"Bei mir daheim gilt mein Gesetz"

Hass im Netz
Verhetzung: Ein Facebook-Hass-Poster über seine Motive, und welche Rezepte der Verein Neustart dagegen hat.

Was treibt die Hetzer im Netz an? Und wie kann man sie davon abhalten, mit Hass-Postings ganze Volksgruppen verächtlich zu machen? Das neue Modell des Bewährungshilfe-Vereins Neustart – "Dialog statt Hass" – bietet neben oder an Stelle von Geld- und Haftstrafen (im Rahmen der Diversion) eine Deliktverarbeitung, die Täter für die Auswirkungen ihrer tausendfach geteilten Hass-Botschaften auf die Opfer sensibilisiert. Wird das Programm erfolgreich abgeschlossen, bleibt dem Täter der Strafprozess erspart.

Schädelbruch

Der Oberösterreicher Peter Geiseder wurde 2016 wegen Verhetzung verurteilt (2017 stieg die Zahl der Anzeigen von 380 auf über 600 an). Das Landesgericht Linz verhängte neun Monate Haft bedingt und 1500 Euro Geldstrafe (inklusive Gebühren). Damit hadert der 59-Jährige noch heute. Das Motiv für seine ausländerfeindlichen Postings auf Facebook ist in der vor zehn Jahren erlebten Attacke durch einen tschetschenischen Arbeitskollegen begründet. Geiseder war Schichtführer in einem Logistikzentrum, der Asylwerber produzierte einen Paketstau am Förderband. Als Geiseder den Mann rügte, fiel dieser hinterrücks über ihn her und fügte ihm mit Faustschlägen Schädel- und Jochbeinbruch zu. Geiseder erholte sich nicht mehr, musste in die Invaliditätspension gehen und wartet bis heute auf die zuerkannten 30.000 Euro Schmerzensgeld.

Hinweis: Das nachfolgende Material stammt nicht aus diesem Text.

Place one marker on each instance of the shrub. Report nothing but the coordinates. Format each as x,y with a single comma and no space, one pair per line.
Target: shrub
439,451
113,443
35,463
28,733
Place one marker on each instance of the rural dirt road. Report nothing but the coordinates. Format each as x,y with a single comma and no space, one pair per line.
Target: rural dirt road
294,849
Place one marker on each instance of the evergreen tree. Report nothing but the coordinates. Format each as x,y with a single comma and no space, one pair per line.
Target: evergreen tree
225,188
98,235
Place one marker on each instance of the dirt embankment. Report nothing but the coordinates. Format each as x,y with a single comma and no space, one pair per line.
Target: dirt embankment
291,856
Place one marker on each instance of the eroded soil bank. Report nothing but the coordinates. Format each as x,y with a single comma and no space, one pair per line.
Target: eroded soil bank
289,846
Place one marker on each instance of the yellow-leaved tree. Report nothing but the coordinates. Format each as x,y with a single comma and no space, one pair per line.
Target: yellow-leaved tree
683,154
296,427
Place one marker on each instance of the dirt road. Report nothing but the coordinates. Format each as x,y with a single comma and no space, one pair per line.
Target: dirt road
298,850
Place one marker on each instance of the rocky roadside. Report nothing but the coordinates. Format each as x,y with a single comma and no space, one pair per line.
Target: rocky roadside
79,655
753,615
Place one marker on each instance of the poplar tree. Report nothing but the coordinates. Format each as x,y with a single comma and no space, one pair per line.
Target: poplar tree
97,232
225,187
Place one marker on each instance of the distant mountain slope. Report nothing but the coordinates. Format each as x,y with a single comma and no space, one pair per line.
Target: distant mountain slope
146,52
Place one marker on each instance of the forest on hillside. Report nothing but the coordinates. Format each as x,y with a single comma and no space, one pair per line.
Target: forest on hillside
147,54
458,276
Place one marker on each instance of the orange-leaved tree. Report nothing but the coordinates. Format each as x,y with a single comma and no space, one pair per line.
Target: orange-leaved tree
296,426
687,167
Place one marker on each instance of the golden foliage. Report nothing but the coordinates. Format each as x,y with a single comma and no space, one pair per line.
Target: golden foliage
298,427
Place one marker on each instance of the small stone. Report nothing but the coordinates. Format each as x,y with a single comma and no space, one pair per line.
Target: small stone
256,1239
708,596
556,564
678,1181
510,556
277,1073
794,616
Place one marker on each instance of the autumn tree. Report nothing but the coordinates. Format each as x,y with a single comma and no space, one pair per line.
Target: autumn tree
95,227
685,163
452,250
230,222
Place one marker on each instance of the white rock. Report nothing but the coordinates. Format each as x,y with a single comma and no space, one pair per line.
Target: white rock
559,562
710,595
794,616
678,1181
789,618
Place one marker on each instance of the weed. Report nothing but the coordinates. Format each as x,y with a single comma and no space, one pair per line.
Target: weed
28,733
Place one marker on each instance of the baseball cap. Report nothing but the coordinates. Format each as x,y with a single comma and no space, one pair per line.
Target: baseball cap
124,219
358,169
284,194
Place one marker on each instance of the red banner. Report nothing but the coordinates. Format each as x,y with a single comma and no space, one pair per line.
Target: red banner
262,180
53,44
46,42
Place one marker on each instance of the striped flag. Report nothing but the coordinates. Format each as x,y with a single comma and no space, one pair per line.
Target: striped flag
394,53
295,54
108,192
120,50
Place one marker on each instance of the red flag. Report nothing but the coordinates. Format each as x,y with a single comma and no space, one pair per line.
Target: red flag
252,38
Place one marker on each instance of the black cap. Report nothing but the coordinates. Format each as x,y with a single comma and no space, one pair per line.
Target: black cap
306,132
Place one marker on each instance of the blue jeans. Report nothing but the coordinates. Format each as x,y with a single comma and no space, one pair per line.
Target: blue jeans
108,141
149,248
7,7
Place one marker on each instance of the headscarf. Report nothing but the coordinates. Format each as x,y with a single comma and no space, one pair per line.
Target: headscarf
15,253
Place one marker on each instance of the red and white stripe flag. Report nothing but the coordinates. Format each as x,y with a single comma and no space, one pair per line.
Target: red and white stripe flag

"Bei mir daheim gilt mein Gesetz"
hass-postings

"Und das ist der Grund, warum ich auf Facebook nicht nette Postings schreibe", sagt der 59-Jährige im Gespräch mit dem KURIER. Er kommentierte etwa ein Foto von Kampfhunden mit der Bildunterschrift: "Keine Angst, wir essen nur Achmed, Mohamed und so weiter." Oder das Foto von einem Gewehr mit dem Hinweis: "Das brauche ich für das Kanaken-Gesindel." Hunderte solche Botschaften hatte er geteilt "und mei blöde Papp’n dazugeben", dann wurde er von der Polizei "wie ein Schwerverbrecher" einvernommen.

Der tschetschenische Schläger wurde übrigens zu acht Monaten bedingt plus 300 Euro Geldstrafe und damit milder bestraft, als Geiseder wegen Verhetzung. Das nährt neuen Zorn in seiner Brust: "Dieses asoziale Subjekt, mehr lass’ ich mich gar nicht aus. Die Täter werden mit Glacéhandschuhen angefasst, und Opfer sind Dreck."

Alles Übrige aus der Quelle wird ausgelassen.